One of the biggest concerns in these types of exposure systems is the distribution of particle deposition within each membrane insert. A difficult task is to ensure that cells within each membrane are uniformly exposed to the particles. It is not ideal, for example, if particle deposition is localized, for example, in the center or at the edges of the membrane. The infrared image obtained using the IR-PSL was crucial to this work as it provided visualization of the particle deposition distribution over the entire area. From this observation, it was determined that the Gillings Sampler adequately deposits particles across the entire 4.2 cm² membrane area. Testing individual components of the Gillings Sampler demonstrated that the instrument itself does not induce toxicity, based on the biological endpoints measured. Additionally, the Gillings Sampler was operated successfully for up to 4 hours. The two main concerns that could have limited the maximum exposure time were media evaporation and the O₃ generated by the corona wire. The plate design has a masking lid fitted over the cell culture media surrounding the inserts. This design significantly decreases evaporation, thereby allowing for longer exposure times. The 69 ppb of ozone produced by the corona wire proved to be insignificant as it did not increase the cytotoxicity and inflammation expression levels measured.

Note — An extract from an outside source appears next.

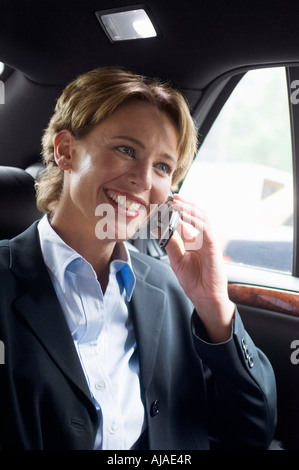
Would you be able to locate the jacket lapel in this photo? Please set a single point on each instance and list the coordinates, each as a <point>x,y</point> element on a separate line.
<point>148,309</point>
<point>39,306</point>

While we are satisfied with the particle deposition results obtained with this first prototype, future efforts will be aimed at increasing deposition efficiency and reducing variability of deposition from insert to insert. Increasing the deposition efficiency can be achieved by improving electrical charging of the incoming particles. Currently, two diffuser screens are placed in the flow path to disperse the incoming aerosol over the entire volume inside the CES. Visual inspection of the deposition inside the entire CES indicates that the diffuser screens are not dispersing the flow as uniformly as expected. Redesigning the inlet head of the sampler can help with better flow dispersion resulting in less insert to insert variation.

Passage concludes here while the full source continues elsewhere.